Commonly known as All Around View by most manufacturers, AVM is becoming more and more widely used. The system incorporates a camera in the front fascia, the rear fascia, and the left and right-side mirrors. This system may also be called Bird’s Eye View. The system enables the customer to have a 360° view all around the vehicle. The AVM is presented on the infotainment screen of the vehicle. These systems usually require calibration after components are replaced, collision repairs have been made, or components have been removed for other repairs. It is important to read the service information warning statements or position statements when working on or repairing these systems.

BSD, SOD, BSI

Blind Spot Detection, Side Object Detection, or Blind Spot Information. These systems have so many different names and variations it is hard to actually keep up. The vehicles equipped with these systems, when driving down the road, notify the driver of approaching vehicles in a potential blind area which is not visible when looking into your side mirrors. Normally an indicator will be illuminated on the mirror, and blink or stay illuminated, when a vehicle is approaching. Some manufacturers will have audible warnings, shake the steering wheel, or resist when a driver attempts to move left or right when a possible vehicle is in a blind spot.

Another feature of these systems is when parked and placed into reverse, and when navigating rearwards, the vehicle can detect other vehicles or objects potentially approaching either from the left or right of the rear of the vehicle. It can apply the brakes to avoid a potential accident. This is normally referred to as Cross Traffic Alert.

Not all of the BSD, SOD, or BSI require calibration. Some just require programming and then are operational when installed. Others may require the rear fascia be removed to check proper alignment utilizing targeting tooling.

NVC

NVC (Night Vision Camera) are more prevalent on higher end manufacturer vehicles such as Mercedes, BMW, VW/Audi, and Cadillac, but are filtering down to most daily driving vehicles as more options are being added to the vehicles.

The Night Vision Camera equipped vehicles offer great capability while driving at night. They are equipped with a camera which also incorporate thermo infrared imaging which detects objects at night such as animals, pedestrians, other vehicles, or objects which may pose a potential risk of collision. The system identifies these objects and notifies the driver and takes appropriate action when activated.

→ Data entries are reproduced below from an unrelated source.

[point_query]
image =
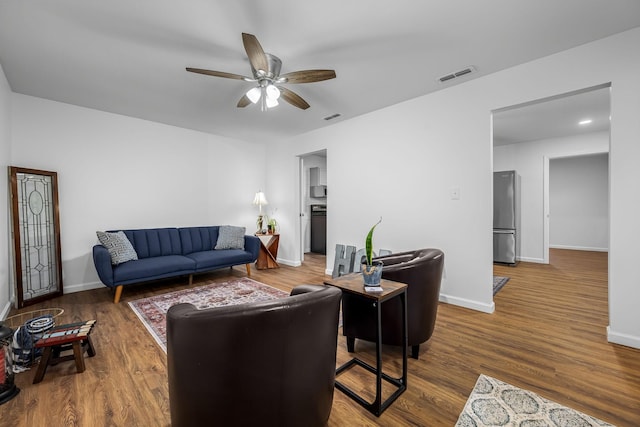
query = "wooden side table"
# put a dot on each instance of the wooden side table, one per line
(268, 251)
(74, 336)
(353, 284)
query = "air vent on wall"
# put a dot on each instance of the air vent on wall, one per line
(470, 69)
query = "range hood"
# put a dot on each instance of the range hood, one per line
(318, 191)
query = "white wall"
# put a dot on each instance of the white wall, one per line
(579, 202)
(5, 156)
(119, 172)
(528, 159)
(401, 162)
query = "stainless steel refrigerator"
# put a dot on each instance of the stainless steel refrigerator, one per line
(506, 217)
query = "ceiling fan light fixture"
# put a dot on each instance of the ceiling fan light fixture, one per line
(254, 94)
(271, 102)
(273, 92)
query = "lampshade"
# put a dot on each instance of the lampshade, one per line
(260, 200)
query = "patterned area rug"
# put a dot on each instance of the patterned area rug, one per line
(494, 403)
(498, 283)
(152, 311)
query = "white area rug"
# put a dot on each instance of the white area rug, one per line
(495, 403)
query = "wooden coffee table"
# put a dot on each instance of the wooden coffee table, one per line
(353, 284)
(74, 336)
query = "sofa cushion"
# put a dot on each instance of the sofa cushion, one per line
(118, 245)
(196, 239)
(206, 260)
(154, 242)
(230, 237)
(151, 268)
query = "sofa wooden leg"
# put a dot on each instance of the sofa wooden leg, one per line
(415, 350)
(116, 299)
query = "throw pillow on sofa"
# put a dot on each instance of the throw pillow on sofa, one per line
(230, 237)
(118, 245)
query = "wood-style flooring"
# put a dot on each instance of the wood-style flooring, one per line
(547, 335)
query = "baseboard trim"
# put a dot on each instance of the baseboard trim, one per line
(527, 259)
(622, 339)
(579, 248)
(289, 262)
(466, 303)
(70, 289)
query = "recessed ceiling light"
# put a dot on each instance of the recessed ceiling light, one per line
(333, 116)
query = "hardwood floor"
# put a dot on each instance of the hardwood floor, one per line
(548, 335)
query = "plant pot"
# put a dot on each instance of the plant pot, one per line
(372, 273)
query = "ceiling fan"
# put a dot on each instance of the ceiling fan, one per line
(265, 68)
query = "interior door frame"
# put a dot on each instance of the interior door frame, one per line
(17, 255)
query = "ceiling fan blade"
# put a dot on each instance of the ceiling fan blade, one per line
(256, 55)
(219, 74)
(308, 76)
(243, 102)
(293, 98)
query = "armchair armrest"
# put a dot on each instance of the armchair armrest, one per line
(102, 262)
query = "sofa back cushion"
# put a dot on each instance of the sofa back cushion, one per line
(153, 242)
(197, 239)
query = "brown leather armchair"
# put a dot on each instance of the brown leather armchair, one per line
(268, 363)
(421, 270)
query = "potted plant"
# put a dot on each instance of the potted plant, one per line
(271, 225)
(371, 270)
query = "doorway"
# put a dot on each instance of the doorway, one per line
(527, 136)
(313, 200)
(544, 141)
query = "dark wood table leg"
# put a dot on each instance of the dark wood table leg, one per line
(77, 355)
(42, 366)
(91, 351)
(377, 404)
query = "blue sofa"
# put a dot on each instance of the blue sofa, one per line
(170, 252)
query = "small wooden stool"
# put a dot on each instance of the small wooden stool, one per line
(61, 338)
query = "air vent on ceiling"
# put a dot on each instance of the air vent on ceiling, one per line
(470, 69)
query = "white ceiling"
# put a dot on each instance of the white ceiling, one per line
(555, 117)
(129, 57)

These systems are highly advanced and expensive. Thus, they are normally incorporated on higher end vehicles. Most systems will require some form of programming or coding when replaced and a calibration afterwards. As always, reference service information and position statements when removing or replacing these components.

tsr

Traffic Sign Recognition is available on some manufacturer vehicles. This feature is widely used in Europe and is slowly migrating to the US. This feature, which utilizes the camera for LDW or LKAS systems, is an enhancement and enables the driver to activate the system and maintain the posted road sign speed without worry of speeding.

AFL

Adaptive Front Lighting systems are becoming more and more common to aid the driver at night time. These systems are very adaptive and can increase or decrease the visibility of the driver operating the vehicle. This feature greatly improves one’s ability to see at night while driving.

Depending on the manufacturer, a lot of these systems will need to be calibrated and either programmed or coded after replacement.

fcw

Forward Collision Warning is a popular feature on vehicles equipped with ADAS features and is becoming more of a standard option on today’s vehicles. When activated by the driver, this feature can minimize potential accidents and warn the driver of a potential collision event.